Why Interest Rates Matter

Anybody can lend money, but typically lenders are banks, credit companies like Visa, MasterCard and American Express, or retail stores that offer an in-store credit card.  The rate of interest that is charged by these lenders can vary widely depending on the type of loan, the credit history of the person (business) applying for the loan and the current interest rate that the Federal Reserve is charging lenders.

Many believe that lenders earn more when interest rates are high.  And this, at first glance, might appear possible but it isn’t necessarily logical.  If a lender has access to money at 4% and lends it out at 8%, they get to keep 50% of what they charge for the loan.  But if a lender pays 1% for money and they lend it out at 3% then they get to get keep 66% of what they charge for the loan.  For this reason, higher interest rates don’t always mean higher profits for the lender.

This is important for you to grasp when you lend money to others or to yourself.  Simply charging a higher interest rate doesn’t mean you will earn higher profits.  You must always calculate the percent change of what you pay versus what you will receive.

If you leverage your Participating Whole Life Insurance Policy and have to pay 8%, like some insurance companies charge for a policy loan, then you will need to earn a much higher return to make the policy loan worthwhile.  Regardless of what the dividends or the internal rate of return in the policy might be, you must determine if an 8% loan is cost effective for you.

On the other hand, if you can access money from and insurance company by leveraging your Participating Whole Life Insurance Policy at 4% to 5% interest, then your required return on the capital borrowed will be lower and therefore, more likely to be profitable for you.  That is because earning 8% will easily return you a profit, while earning 8% on money from a policy loan that charges 8% will make your job of returning a profit more difficult.

This is why learning to think in percent is so important to building sustainable wealth.  Interest rates are used to measure the cost of money.  But there is a huge difference between interest earned and interest paid.  And that is why using debt wisely can be your biggest asset.

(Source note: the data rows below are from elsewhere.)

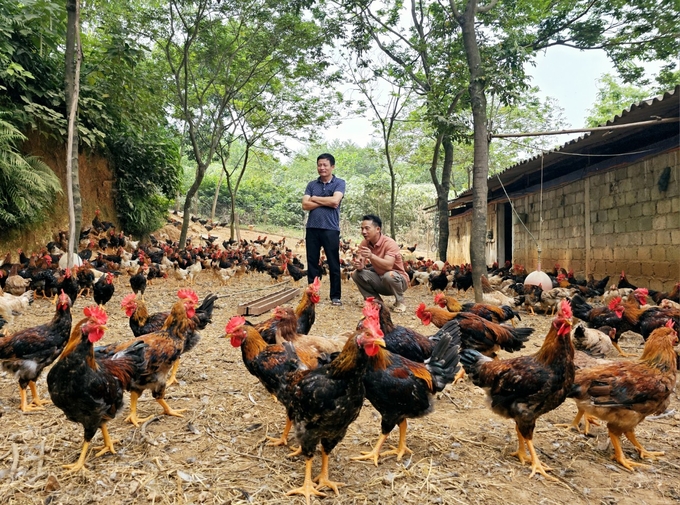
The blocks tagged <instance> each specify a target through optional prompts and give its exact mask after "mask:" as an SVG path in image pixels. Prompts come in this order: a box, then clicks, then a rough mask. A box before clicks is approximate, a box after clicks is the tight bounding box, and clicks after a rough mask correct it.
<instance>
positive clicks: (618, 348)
mask: <svg viewBox="0 0 680 505" xmlns="http://www.w3.org/2000/svg"><path fill="white" fill-rule="evenodd" d="M612 345H613V346H614V348H615V349H616V350H617V351H619V355H620V356H623V357H624V358H632V357H633V356H637V354H631V353H629V352H624V351H623V349H621V346H619V343H618V342H614V341H613V340H612Z"/></svg>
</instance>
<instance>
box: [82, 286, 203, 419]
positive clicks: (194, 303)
mask: <svg viewBox="0 0 680 505" xmlns="http://www.w3.org/2000/svg"><path fill="white" fill-rule="evenodd" d="M177 296H178V297H179V301H177V302H176V303H175V304H174V305H173V306H172V310H171V311H170V315H169V316H168V318H167V319H166V320H165V323H164V324H163V327H162V328H161V330H160V331H157V332H154V333H149V334H147V335H142V336H140V337H137V338H136V339H131V340H126V341H124V342H121V343H118V344H113V345H109V346H106V347H100V348H97V349H95V352H96V354H97V356H113V355H115V354H116V353H118V352H120V351H122V350H125V349H127V348H128V347H130V346H131V345H132V344H133V343H135V342H136V341H139V342H143V343H144V344H146V347H145V350H144V358H145V362H146V366H145V367H144V369H143V370H142V371H140V372H139V373H136V374H134V375H133V377H132V380H131V381H130V384H129V385H128V386H127V388H128V390H129V391H130V415H129V416H128V417H127V418H126V419H125V420H126V421H128V422H130V423H132V424H134V425H135V426H139V423H140V422H144V421H146V420H147V419H150V417H149V418H147V419H140V418H139V417H138V416H137V400H138V399H139V397H140V396H141V395H142V393H143V392H144V390H145V389H149V390H151V392H152V394H153V397H154V399H155V400H156V401H157V402H158V404H159V405H160V406H161V407H163V414H165V415H167V416H175V417H184V416H183V415H182V414H181V413H182V412H183V411H184V409H180V410H173V409H172V408H171V407H170V405H168V403H167V402H166V401H165V399H164V397H165V388H166V383H167V379H166V377H167V375H168V372H169V371H170V369H171V368H172V367H173V365H174V363H175V362H176V361H177V360H178V359H179V357H180V355H181V354H182V351H183V350H184V347H185V341H186V339H187V336H190V335H191V334H193V333H194V332H195V331H196V323H195V322H194V321H193V320H192V318H193V317H194V315H195V311H196V309H195V304H196V300H197V298H198V297H197V296H196V293H194V291H193V290H191V289H180V290H179V291H178V293H177ZM151 417H152V416H151Z"/></svg>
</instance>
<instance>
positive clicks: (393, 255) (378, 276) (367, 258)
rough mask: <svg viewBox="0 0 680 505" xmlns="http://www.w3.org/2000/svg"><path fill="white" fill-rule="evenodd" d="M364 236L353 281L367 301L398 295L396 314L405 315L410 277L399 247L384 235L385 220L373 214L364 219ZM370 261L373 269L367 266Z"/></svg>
mask: <svg viewBox="0 0 680 505" xmlns="http://www.w3.org/2000/svg"><path fill="white" fill-rule="evenodd" d="M361 235H362V236H363V237H364V240H363V241H362V242H361V244H359V251H358V253H357V256H358V261H356V262H355V263H354V266H355V267H356V270H355V271H354V273H352V279H353V280H354V282H355V283H356V285H357V287H358V288H359V291H360V292H361V294H362V295H363V296H364V298H368V297H369V296H374V297H376V298H379V299H381V300H382V297H381V296H380V295H394V305H393V307H392V308H393V309H394V311H395V312H404V311H405V310H406V305H404V291H406V288H407V287H408V282H409V278H408V274H407V273H406V270H404V261H403V259H402V257H401V252H400V250H399V246H398V245H397V243H396V242H395V241H394V240H392V239H391V238H390V237H387V236H385V235H383V234H382V220H381V219H380V218H379V217H378V216H375V215H373V214H368V215H366V216H364V217H363V218H361ZM368 261H370V262H371V266H370V267H366V262H368Z"/></svg>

Debts are certainly assets for banks, credit card companies and the big retail stores.  Debt can work in your favor, if you know how to manage it.  Why shouldn’t it be an asset for you?

Let’s say you are buying a house.  The mortgage is $250,000 at 4% (annual percentage rate) for 30 years.  That means your monthly mortgage payment will be $1,205 (without any escrow fees, points or additional fees).  This means you will end up paying, over the next 30 years, $433,800, if you stay in that house and pay it off.   And that means 42% of that $433,800 will have been paid in interest, not merely 4%.

Someone tells you that by making additional monthly payments on your mortgage you can pay it off faster, saving you a large portion of that interest.  So, you increase your monthly mortgage payment by $668.77 a month and you end up paying your house off in 15 years.  That means you only paid $337,279, which appears to have saved you $96,521 of interest.

But here is the bottom line that you need to understand.  If you took that $668.77 each month for the next 15 years and earned 3% on it, which is 1% less than your mortgage interest is costing you.  You will end up having $151,793 which is $55,272 more than what you could have saved on interest, paying your mortgage off early.

If that $151,793 keeps earning 3% for the next 15 years, you will have accumulated $236,489.  Of course, if you had paid your house off in 15 years and saved the $96,521 of interest you could earn 3% on it just as easily as you can the $151,793.  But $96,521 earning 3% for 15 years only provides you with $150,377 not $236,489!  And so it would be better NOT to pay your house off early because $433,800 – $236,489 = $197,311 while $337,279 – $150,377 = $186,902, which is 5.57% less money in your pocket 30 years down the road.

As the internal rate of return in Participating Whole Life Insurance (PWLI) policy over 30 years easily provides at least a 3% or more, the best place to keep your extra $668.77 every month is purchasing PWLI.  Not only will this provide liquidity for you over the years but it will also provide the protection needed to pay off your house if you are not there to do so for your family.

Einstein is reported to have said that, “Compound interest is the eighth wonder of the world.”  So, stop trying to avoid paying all that interest on your 30 year mortgage and start allowing compounding interest to work for you by purchasing PWLI with the extra money. Because interest really does matter.